Наш автозак петлял в сторону местечка Г. Дорога каменистая, если высунуть голову из окна, осторожно, чтобы не удариться о железные края оконного выреза, можно увидеть не маленьким квадратом, а во всем своем объеме чистое синее небо и как дорога кружит в густой зелени по склону горы. Но на деревянных скамейках внутри автозака сидеть неудобно, машина то и дело подпрыгивает на бесчисленных серых камнях, как нарочно вправленных в дорогу. Нас четверо: я (помощник начальника караула) и два моих сослуживца, полугодки. Начальник караула, прапорщик Миша Вашакидзе, на переднем сидении рядом с шофером.
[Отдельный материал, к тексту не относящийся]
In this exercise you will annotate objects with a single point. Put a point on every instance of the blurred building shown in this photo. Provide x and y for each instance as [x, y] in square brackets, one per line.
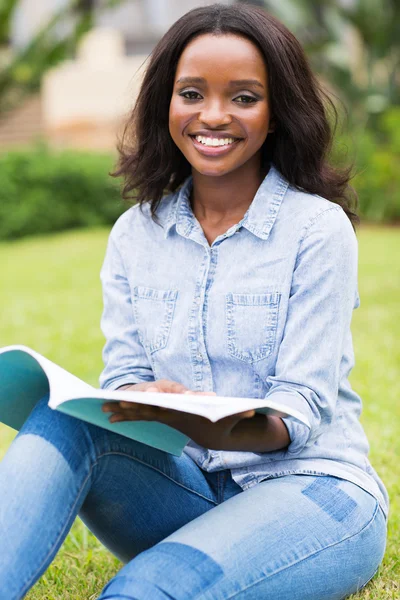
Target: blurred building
[84, 101]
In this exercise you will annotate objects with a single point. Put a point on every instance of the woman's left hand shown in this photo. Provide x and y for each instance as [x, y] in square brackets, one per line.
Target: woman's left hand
[225, 434]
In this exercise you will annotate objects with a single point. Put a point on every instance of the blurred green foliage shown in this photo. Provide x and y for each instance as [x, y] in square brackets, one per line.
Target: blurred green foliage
[354, 45]
[376, 158]
[46, 191]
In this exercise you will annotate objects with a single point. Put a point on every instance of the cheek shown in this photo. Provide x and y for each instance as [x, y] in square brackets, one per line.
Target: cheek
[178, 119]
[258, 124]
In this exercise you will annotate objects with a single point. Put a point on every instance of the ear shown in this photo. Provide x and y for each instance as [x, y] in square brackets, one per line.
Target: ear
[272, 126]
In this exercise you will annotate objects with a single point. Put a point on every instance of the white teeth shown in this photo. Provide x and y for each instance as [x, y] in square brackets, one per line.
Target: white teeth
[214, 141]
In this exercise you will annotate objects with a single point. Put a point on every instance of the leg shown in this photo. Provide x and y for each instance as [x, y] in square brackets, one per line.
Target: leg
[298, 537]
[58, 465]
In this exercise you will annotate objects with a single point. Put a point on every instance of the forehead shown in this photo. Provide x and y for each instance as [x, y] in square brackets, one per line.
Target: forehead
[220, 56]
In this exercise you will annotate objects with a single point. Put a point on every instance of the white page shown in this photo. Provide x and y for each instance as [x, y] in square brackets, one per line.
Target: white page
[64, 386]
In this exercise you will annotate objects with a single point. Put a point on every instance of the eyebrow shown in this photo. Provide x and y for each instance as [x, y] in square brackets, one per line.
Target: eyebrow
[235, 83]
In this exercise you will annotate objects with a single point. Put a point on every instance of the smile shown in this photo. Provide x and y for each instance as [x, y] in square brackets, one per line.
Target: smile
[212, 146]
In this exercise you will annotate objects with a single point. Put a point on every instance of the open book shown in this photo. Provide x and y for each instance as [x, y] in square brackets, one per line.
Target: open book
[26, 376]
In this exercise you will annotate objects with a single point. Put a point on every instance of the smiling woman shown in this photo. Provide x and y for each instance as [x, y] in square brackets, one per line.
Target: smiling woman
[236, 275]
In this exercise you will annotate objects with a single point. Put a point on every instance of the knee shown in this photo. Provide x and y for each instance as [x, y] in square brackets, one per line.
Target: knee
[168, 570]
[70, 436]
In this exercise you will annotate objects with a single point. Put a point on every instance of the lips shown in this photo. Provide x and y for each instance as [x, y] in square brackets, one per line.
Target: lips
[205, 144]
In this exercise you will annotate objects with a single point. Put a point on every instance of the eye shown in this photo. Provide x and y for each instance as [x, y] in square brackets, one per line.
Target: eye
[190, 95]
[245, 99]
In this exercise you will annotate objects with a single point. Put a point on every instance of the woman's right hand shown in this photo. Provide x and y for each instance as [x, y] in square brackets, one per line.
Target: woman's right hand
[165, 386]
[161, 385]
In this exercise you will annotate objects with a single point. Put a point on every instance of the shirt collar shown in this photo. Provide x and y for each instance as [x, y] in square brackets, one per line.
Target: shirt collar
[259, 218]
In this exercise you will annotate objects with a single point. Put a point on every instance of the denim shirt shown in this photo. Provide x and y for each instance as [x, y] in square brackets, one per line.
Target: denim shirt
[264, 312]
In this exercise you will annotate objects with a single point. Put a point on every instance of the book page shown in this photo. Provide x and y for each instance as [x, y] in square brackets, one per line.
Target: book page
[210, 407]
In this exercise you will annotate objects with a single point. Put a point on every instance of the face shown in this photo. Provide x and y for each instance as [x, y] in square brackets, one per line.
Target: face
[219, 112]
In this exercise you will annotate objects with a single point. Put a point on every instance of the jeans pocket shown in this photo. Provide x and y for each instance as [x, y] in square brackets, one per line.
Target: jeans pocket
[251, 321]
[154, 311]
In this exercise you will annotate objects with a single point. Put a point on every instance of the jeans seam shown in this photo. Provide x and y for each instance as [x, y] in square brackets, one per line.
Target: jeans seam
[158, 471]
[308, 556]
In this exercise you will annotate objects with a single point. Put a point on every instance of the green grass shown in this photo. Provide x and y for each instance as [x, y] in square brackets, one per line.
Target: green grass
[51, 301]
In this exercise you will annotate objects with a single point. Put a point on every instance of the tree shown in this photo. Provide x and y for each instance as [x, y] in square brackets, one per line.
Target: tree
[21, 70]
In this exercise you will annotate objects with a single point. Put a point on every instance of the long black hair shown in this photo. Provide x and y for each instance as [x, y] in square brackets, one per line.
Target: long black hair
[152, 165]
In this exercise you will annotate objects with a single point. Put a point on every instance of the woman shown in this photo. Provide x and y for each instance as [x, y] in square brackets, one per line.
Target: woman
[237, 275]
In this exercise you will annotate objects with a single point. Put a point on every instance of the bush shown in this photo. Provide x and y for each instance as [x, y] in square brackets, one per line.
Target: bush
[377, 169]
[45, 191]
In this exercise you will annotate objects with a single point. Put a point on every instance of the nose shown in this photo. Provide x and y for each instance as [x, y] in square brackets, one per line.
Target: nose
[214, 114]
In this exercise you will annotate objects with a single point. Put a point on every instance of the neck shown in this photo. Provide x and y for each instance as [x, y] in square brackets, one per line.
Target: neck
[225, 198]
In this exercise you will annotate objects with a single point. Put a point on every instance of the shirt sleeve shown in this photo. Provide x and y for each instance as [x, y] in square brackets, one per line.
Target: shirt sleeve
[322, 297]
[125, 360]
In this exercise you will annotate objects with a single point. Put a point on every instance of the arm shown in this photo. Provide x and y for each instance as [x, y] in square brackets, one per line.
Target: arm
[322, 298]
[124, 357]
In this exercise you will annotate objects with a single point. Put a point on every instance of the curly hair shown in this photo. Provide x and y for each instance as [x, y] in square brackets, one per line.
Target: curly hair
[152, 165]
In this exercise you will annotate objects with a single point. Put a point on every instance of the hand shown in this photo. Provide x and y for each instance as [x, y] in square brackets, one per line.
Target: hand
[225, 434]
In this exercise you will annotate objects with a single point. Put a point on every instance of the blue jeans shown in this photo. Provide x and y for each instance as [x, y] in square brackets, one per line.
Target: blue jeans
[185, 534]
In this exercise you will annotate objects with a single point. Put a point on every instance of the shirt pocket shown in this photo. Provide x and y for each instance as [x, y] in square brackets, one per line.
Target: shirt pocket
[251, 321]
[154, 312]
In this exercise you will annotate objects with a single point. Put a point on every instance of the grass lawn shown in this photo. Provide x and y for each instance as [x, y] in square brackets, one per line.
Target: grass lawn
[51, 300]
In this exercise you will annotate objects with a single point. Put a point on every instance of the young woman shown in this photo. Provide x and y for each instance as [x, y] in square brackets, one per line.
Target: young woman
[236, 275]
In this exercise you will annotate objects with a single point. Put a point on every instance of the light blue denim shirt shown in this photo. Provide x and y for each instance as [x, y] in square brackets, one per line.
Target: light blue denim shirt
[265, 311]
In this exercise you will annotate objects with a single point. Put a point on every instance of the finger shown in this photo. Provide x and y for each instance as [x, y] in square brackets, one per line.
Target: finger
[117, 418]
[246, 415]
[109, 406]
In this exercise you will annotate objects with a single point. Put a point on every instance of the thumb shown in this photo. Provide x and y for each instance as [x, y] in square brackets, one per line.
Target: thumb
[247, 414]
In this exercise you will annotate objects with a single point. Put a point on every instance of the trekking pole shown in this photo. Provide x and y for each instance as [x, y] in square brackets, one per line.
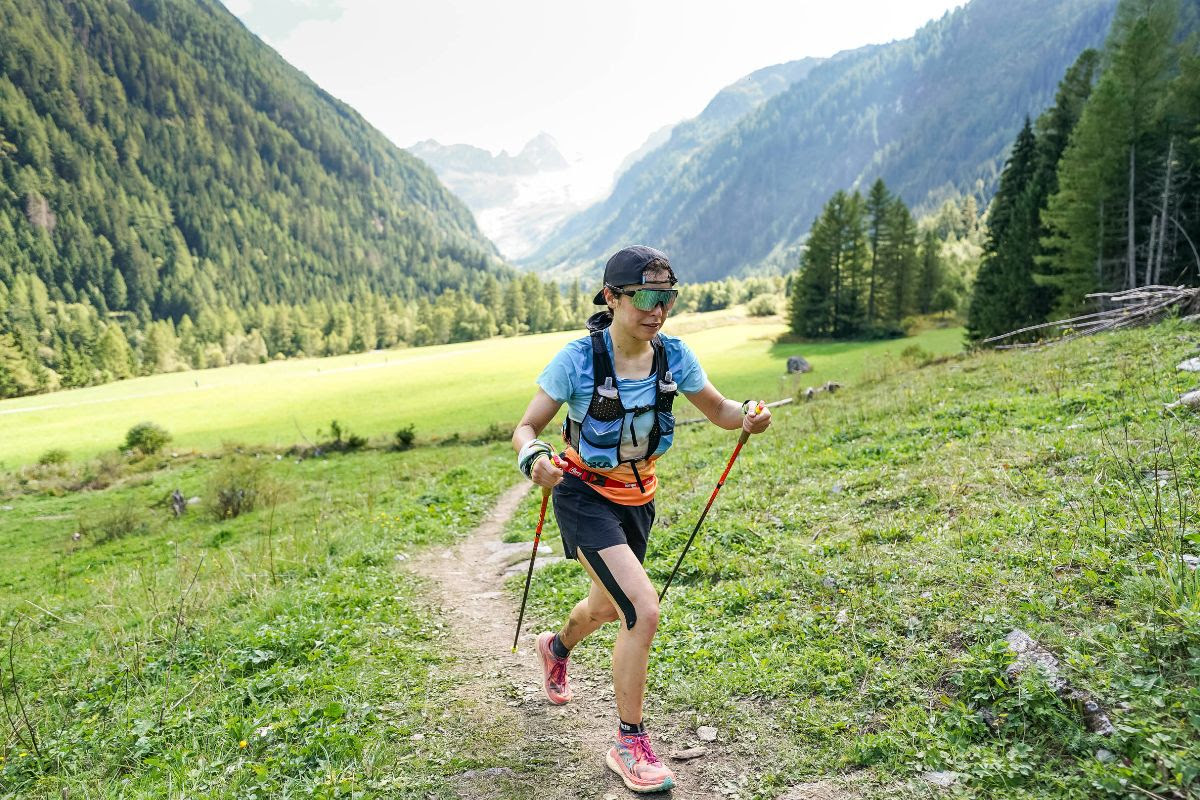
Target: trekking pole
[742, 440]
[537, 540]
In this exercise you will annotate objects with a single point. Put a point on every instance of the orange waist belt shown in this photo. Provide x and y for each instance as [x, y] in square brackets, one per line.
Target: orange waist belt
[595, 479]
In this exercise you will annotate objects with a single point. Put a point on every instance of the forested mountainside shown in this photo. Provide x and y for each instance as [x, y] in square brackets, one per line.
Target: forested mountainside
[157, 158]
[1102, 193]
[161, 166]
[933, 115]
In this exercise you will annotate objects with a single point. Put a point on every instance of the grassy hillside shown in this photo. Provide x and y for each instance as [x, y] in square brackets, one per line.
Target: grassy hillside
[840, 609]
[844, 606]
[437, 389]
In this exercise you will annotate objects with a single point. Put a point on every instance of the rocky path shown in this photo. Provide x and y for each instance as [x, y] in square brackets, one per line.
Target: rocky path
[501, 691]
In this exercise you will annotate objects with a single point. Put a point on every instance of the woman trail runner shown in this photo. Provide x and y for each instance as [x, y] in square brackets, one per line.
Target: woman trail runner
[619, 384]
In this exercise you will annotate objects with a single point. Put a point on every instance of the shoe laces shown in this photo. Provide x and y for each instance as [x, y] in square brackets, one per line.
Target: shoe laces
[558, 672]
[641, 747]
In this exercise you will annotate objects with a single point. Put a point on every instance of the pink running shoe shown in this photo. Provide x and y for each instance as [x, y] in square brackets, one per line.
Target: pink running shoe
[634, 761]
[553, 672]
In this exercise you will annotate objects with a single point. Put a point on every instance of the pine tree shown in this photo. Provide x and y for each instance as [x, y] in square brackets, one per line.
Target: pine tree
[1005, 295]
[879, 200]
[930, 278]
[1104, 204]
[826, 296]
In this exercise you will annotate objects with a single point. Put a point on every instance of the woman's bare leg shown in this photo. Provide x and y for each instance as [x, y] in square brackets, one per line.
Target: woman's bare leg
[631, 654]
[587, 617]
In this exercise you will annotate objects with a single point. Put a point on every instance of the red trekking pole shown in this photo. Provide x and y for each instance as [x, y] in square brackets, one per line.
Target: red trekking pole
[537, 540]
[742, 440]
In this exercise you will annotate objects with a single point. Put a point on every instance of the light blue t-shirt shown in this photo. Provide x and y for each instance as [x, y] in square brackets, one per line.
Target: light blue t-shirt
[568, 379]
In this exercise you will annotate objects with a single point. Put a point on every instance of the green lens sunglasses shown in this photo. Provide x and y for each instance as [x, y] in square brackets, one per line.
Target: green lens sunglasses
[647, 299]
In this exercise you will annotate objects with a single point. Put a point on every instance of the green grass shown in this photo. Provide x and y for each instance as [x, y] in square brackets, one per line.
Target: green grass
[839, 613]
[276, 654]
[934, 511]
[443, 391]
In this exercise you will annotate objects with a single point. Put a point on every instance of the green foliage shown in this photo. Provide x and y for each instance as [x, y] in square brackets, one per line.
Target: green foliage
[288, 632]
[933, 115]
[1005, 296]
[1119, 215]
[405, 437]
[238, 486]
[934, 511]
[118, 522]
[145, 438]
[174, 196]
[862, 270]
[53, 456]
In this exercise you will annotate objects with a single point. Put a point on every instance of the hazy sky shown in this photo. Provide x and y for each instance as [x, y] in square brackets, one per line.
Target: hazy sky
[599, 77]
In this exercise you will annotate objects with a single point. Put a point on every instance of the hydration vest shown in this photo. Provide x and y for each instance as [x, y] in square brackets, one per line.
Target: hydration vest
[598, 437]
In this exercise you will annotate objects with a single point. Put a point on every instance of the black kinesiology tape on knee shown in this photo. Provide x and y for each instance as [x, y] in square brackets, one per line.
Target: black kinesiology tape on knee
[611, 584]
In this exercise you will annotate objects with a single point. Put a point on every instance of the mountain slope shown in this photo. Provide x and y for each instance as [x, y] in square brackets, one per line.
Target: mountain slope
[639, 185]
[157, 158]
[933, 115]
[516, 199]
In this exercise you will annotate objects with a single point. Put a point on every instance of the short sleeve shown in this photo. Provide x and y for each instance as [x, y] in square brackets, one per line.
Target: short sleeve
[687, 371]
[562, 374]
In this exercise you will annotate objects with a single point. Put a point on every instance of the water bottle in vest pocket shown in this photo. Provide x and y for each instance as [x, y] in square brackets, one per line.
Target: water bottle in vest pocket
[599, 440]
[665, 422]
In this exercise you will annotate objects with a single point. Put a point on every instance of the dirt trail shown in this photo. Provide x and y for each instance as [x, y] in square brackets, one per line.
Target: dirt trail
[499, 692]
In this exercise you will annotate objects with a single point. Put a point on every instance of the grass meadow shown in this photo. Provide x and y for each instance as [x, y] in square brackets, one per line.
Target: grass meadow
[840, 614]
[463, 390]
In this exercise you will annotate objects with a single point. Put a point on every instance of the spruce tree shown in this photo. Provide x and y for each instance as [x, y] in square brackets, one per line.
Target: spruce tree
[1005, 293]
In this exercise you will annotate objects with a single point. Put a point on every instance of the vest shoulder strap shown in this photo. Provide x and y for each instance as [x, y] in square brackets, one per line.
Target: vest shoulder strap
[601, 365]
[660, 361]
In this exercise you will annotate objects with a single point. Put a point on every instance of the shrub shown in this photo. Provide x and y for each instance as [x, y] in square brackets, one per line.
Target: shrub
[114, 523]
[145, 438]
[406, 437]
[342, 438]
[51, 457]
[916, 355]
[238, 486]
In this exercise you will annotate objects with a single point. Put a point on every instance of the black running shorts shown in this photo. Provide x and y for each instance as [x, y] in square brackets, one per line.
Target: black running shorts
[588, 519]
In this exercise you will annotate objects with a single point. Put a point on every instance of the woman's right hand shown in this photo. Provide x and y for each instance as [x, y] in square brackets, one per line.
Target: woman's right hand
[546, 473]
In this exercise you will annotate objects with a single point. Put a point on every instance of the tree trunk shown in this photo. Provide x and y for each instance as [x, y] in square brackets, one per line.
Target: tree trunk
[1167, 200]
[1131, 244]
[1150, 252]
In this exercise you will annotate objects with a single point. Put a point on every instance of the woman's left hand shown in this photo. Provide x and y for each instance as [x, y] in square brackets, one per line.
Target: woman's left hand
[756, 421]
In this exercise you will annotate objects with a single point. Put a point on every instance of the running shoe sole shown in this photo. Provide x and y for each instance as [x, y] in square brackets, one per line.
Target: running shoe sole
[630, 782]
[546, 660]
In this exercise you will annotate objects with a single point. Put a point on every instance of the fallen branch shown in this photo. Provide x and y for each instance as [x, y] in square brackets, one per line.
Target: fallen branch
[1128, 308]
[16, 692]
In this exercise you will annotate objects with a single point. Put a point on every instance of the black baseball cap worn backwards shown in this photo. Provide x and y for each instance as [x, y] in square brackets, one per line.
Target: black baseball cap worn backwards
[627, 266]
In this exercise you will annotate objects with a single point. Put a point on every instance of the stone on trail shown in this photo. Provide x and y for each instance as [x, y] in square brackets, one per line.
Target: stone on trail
[798, 364]
[1191, 400]
[943, 780]
[1031, 654]
[689, 753]
[817, 791]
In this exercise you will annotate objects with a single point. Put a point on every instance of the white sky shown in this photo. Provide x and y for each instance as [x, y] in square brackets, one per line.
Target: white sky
[599, 77]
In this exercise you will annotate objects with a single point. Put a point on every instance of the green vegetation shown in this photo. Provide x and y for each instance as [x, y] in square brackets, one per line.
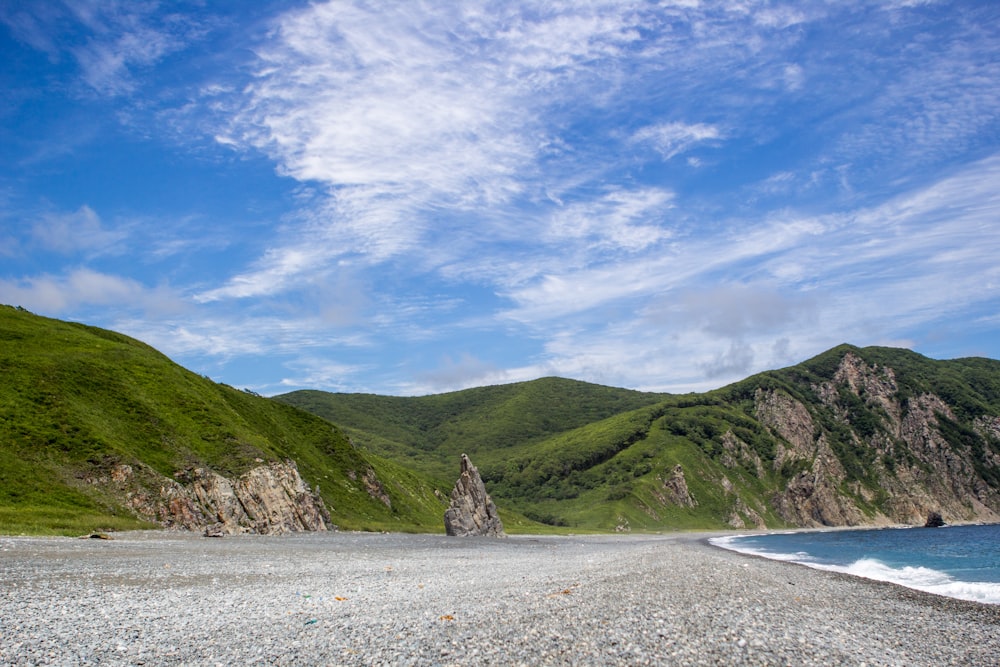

Прапорщик очень толст и бесцеремонен. Быстро собраться, быстро расписаться в ведомости в СИЗО, забрать кого надо и скорее в путь, туда-обратно. Мы ехали уже с полчаса, и от тряски постепенно наши и без того вялые разговоры прекратились. Сидели и курили, каждый думая о чем-то своем. Не до разговоров. В 12 часов дня солнце палит уже беспощадно, и это хорошо чувствуется внутри машины. Кузов накаляется до такой степени, что даже солдатам конвоя не до зубоскальства. На железной клетке общей камеры автозака громыхает замок. Зеки в темных робах прижаты вплотную к толстым решеткам тяжелыми небритыми лицами. Такая камера рассчитана на 12 человек, но сегодня старшина постарался и вместо обычного перебора в 5-6 единиц, сумел запихнуть в нее 25 заключенных плюс "одиночка". Представить и понять это человеку со стороны трудно, но конвоиры – люди не со стороны. Так как ты спасительно отгорожен от душного невозможного камерного мира, то у тебя есть время на осмысление происходящего, если ты считаешь, конечно, что происходящее требует осмысления. И ты, рано или поздно, приходишь к мысли, что там, где погибают 12 зеков, почему бы не погибнуть 25-ти? Тем более, что они только ухудшают свое состояние: всю дорогу в этой тесноте еще и курят, ругаются и задают конвою одни и те же утомительные вопросы:
-Начальник, дай закурить! Имеешь?
-Начальник, который час?
-Старший, когда приедем?..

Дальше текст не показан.